In contrast with kinetic anti-hydrates, anti-agglomerants make it possible to avoid the problems of blocking and/or clogging as mentioned previously at subcooling (SC) values of the order of −15° C. to −20° C. for a given pressure, but are less efficient or even lose their efficiency at even lower subcooling values.
For example, US 2012/0161070 proposes anti-agglomerant chemical compositions. However, the tests performed are limited to a subcooling value of −17° C. Furthermore, the synthesis of these surfactants requires four reaction steps, if the steps for obtaining the fatty amine from renewable starting materials consisting of fatty acid are also counted. Limiting the number of synthetic steps is important for limiting the cost, the losses of yield, the waste and the quality problems.
US 2012/0157351 also proposes anti-agglomerant chemical compositions. However, the tests performed are limited to a subcooling value of −17° C. and the other chemical compositions proposed are not efficient for dispersing hydrates with a subcooling value of −20° C.
Given the exploitation medium (oceans, seas), it is increasingly common for anti-agglomerants also to have to have low ecotoxicity, satisfactory biodegradability and low bioaccumulation. According to the recommendations of the CEFAS (Centre for Environment, Fisheries and Aquaculture Science) in accordance with the OSPAR (Oslo-Paris Commission), in order for an additive to be green, i.e. environmentally compatible, it needs to meet two of the following three conditions:
1) have an ecotoxicity (LC50 (lethal effects) and EC50 (toxic effects)) of greater than 10 mg·L−1;
2) have a biodegradability (OCDE 306) in marine medium of greater than 60%; and
3) have a bioaccumulation (Log Pow) (OCDE 117) of less than or equal to 3 or its molar mass greater than 700 g·mol−1.

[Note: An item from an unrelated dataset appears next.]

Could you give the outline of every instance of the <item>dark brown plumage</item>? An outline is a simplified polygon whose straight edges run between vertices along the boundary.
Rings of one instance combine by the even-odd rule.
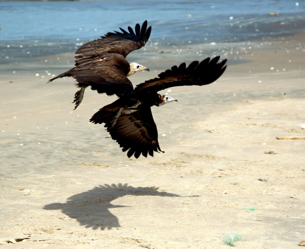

Other countries also impose two of these three conditions for additives used in petroleum and gas production, for instance corrosion inhibitors, kinetic anti-hydrates, anti-agglomerants, mineral deposit inhibitors, de-emulsifiers, deoilers, antifoam additives, paraffin inhibitors and dispersants, asphaltene inhibitors and dispersants, and hydrogen sulfide scavengers.
A real need consequently remains to develop an anti-agglomerant which is easy to manufacture in a low number of synthetic steps and readily industrializable, while at the same time complying with the recommendations of CEFAS or, at the very least, at least one (1), preferably at least two (2), more preferably three (3) of the environmental conditions mentioned above, and which is efficient for a subcooling value of less than or equal to −20° C., i.e. for a temperature difference between the extraction temperature, or exploitation temperature, and the thermodynamic equilibrium temperature at which hydrate crystals form, of less than or equal to −20° C.